Aug. 22, 2001 – The Virgin Islands and parts of Puerto Rico experienced tropical storm conditions Wednesday when a westward moving-tropical wave quickly developed into the fourth named tropical weather system of the Atlantic hurricane season.
Tropical Storm Dean was named after a hurricane hunter reconnaissance aircraft on a flight mission discovered the low-pressure circulation center Wednesday afternoon. A similar reconnaissance mission on Tuesday reported the lack of an organized storm center.
The weather system was well to the northwest of the U.S. Virgin Islands when it was named. But according to hurricane forecasters, the eastern side of the storm system — the portion closest to the territory — contained the most intense rain and thundershower activity.

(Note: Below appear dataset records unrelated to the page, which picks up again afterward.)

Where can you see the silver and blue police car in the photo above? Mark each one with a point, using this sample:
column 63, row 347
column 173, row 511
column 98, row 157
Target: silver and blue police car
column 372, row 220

By early in the afternoon, dense cloudy skies dominated the local weather scenario, with showers and intermittent thundershowers experienced territory-wide. Radar images and satellite photographs showed a blanket of precipitation extending from the Virgin Islands down the Lesser Antilles much of the day.
The onlslaught of showers and thundershower activity caused a number of power outages and other inconveniences to residents of the territory. On St. Thomas, the downtown shopping district was without power much of the afternoon, and gusting winds there knocked over a power pole near the USO Building on the Waterfront.
Water and Power Authority spokeswoman Laurie Christian said high winds knocked Feeder 10 on St. Thomas out of service, but power was restored by late afternoon. There were reports of isolated outages in the Valdemar Hill Sr. "Skyline Drive" and Hull Bay areas. No other utility outages were reported except for a brief interruption of cable television triggered by the storm-related power loss.
Packing sustained winds of 60 miles per hour, Dean moved quickly to the west northwest, and by the end of the day it was well over 100 miles beyond St. Thomas. But trailing weather continued to dump heavy rain and send wind gusting to tropical storm force in squalls over the Virgin Islands and Puerto Rico, with these effects forecast to continue through the evening hours.
At 7 p.m. Wednesday, the National Weather Service described conditions across the islands as favorable for water spout formation. And, it said, the water spouts could extend over land masses in the region.
Independent meteorologists for two St. Thomas radio stations said Wednesday afternoon that a marked improvement in the weather was expected by Thursday morning. Alan Archer, chief meteorologist for Knight Quality Stations, forecast "a return of partly cloudy skies with temperatures in the mid to upper 80s."